Olsson's novel investigates loneliness and healing, themes that are enhanced by the story's structure and narration. The novel opens with Marion making soup, a somewhat ironic image. This lonely woman on the edge of an endless sea makes a meal normally intended for a family or a large group. The images of loneliness, windswept seashore, and anticipation set the stage for the novel. Though Marion professes to be satisfied with her isolation, she yearns for companionship. Olsson uses first person narration to collapse the distance between reader and main character. At first Marion's near stream-of-consciousness is jarring. Her mind brims with memories, images, thoughts that she cannot catalogue. The jumble is laid out on the page and the information is almost disorienting. The sentences flow from Marion's mind like water and our desire for understanding, mirrors Marion's own. Just as we are at the start of the novel, Marion is at the start of her personal journey, a search that must take her to the most damaging scenes of her childhood. She will piece together her story at the same speed that we will. In the present, Marion struggles to determine her role with Ika (what is her responsibility in his rearing?), but in her mind, she is sorting out the foundations of her life. Moments with Ika spark memories which are vivid and traumatic even if the connection between them and her present is often obvious.
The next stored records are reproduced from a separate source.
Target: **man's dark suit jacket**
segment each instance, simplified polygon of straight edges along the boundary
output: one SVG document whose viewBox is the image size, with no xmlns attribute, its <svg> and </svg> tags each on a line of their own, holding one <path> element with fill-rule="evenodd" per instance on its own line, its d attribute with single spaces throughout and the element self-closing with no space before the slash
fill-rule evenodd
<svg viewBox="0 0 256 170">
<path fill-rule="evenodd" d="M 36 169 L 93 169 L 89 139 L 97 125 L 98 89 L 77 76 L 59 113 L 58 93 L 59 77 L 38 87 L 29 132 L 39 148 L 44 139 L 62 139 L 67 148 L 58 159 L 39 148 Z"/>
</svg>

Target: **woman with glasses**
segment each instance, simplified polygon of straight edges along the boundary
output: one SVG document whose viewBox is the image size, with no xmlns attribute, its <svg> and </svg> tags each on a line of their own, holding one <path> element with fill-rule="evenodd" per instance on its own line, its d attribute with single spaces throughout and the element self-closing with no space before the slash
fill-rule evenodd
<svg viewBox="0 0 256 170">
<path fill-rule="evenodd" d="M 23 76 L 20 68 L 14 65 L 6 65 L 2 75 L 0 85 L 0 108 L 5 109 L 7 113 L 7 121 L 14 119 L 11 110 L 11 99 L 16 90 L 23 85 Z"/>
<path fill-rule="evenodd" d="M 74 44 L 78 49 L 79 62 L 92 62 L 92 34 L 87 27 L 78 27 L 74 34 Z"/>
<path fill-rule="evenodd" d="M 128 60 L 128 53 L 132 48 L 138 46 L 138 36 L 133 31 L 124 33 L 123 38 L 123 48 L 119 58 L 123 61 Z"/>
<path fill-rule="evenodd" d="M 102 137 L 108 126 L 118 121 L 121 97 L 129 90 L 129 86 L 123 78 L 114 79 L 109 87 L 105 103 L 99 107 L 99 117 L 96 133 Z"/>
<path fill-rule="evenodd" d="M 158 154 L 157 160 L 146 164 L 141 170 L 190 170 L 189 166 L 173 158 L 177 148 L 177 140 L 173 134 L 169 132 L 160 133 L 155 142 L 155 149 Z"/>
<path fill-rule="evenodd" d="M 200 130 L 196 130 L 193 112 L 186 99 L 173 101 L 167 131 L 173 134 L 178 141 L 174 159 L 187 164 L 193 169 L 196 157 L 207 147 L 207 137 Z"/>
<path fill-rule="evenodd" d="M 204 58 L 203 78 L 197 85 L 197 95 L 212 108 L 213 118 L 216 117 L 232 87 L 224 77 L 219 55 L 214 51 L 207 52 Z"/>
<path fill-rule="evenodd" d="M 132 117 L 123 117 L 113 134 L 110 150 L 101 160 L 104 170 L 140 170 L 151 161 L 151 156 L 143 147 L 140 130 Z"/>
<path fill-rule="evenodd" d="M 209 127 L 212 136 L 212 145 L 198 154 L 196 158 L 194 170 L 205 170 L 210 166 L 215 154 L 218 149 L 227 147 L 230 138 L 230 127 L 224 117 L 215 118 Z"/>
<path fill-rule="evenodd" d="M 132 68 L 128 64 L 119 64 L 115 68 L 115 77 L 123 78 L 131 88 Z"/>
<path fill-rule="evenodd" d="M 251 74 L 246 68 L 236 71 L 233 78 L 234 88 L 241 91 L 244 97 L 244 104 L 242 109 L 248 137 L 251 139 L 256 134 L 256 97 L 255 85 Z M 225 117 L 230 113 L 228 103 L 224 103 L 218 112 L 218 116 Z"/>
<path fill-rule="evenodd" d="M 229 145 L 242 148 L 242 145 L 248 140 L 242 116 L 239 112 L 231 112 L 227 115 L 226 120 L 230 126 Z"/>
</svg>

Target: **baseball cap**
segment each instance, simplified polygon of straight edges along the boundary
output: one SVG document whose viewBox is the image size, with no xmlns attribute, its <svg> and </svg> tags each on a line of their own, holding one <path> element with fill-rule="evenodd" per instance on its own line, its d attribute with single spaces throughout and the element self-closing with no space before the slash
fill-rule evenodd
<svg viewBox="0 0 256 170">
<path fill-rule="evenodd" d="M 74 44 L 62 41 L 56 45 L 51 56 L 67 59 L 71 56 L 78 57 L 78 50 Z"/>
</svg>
In a real way, The Memory of Love is two disparate novels, held together by the frail evolution of Marion's character. Marion's present contains Ika, financial freedom, adult understanding, and control of self. Marion's past in which she is called by her birth name, Marianne holds a frightened, guilty, lost little girl, desperate for love. Marion's present is told in first person to signify her presence of mind, but the past is told in third person, where "Marianne" is the protagonist. Though Marion is connected to Marianne, the third person narration maintains a distance that makes them appear as separate people. The memory sections are printed in italics to underscore the difference. Olsson's decision to tell Marion's past in third person narration is smart. The third person presents Marion's childhood as an "other," and allows for Marion to view Marianne's experience completely. If the images are too intense, the third person narration suggests that Marion can simply disassociate, tell herself that this is not her life. She never chooses to do this, though, and faces her memories with bravery. We, however, might have a harder time. By the time Marion uncovers the most tragic moments of her childhood we are completely invested in her story. We like her and root for her triumph. When we learn about the pain she experienced, knowing the type of woman she ultimately becomes, we feel a great sadness but also a sense of empowerment: if this woman is able to heal from her past, we might be able to do the same from ours.
Linda Olsson's novel is not an easy read, but it is a captivating one. Marion's transformation is believable and total. Her relationship with Ika is brave and therapeutic. Olsson's story unfolds slowly, like a shell emptying sand, and just as that shell exposes its inner secrets, so too does the tale. The artful storytelling and transfixing characters creates a beautiful novel, one that passes from unhappiness to hope and regret to joy.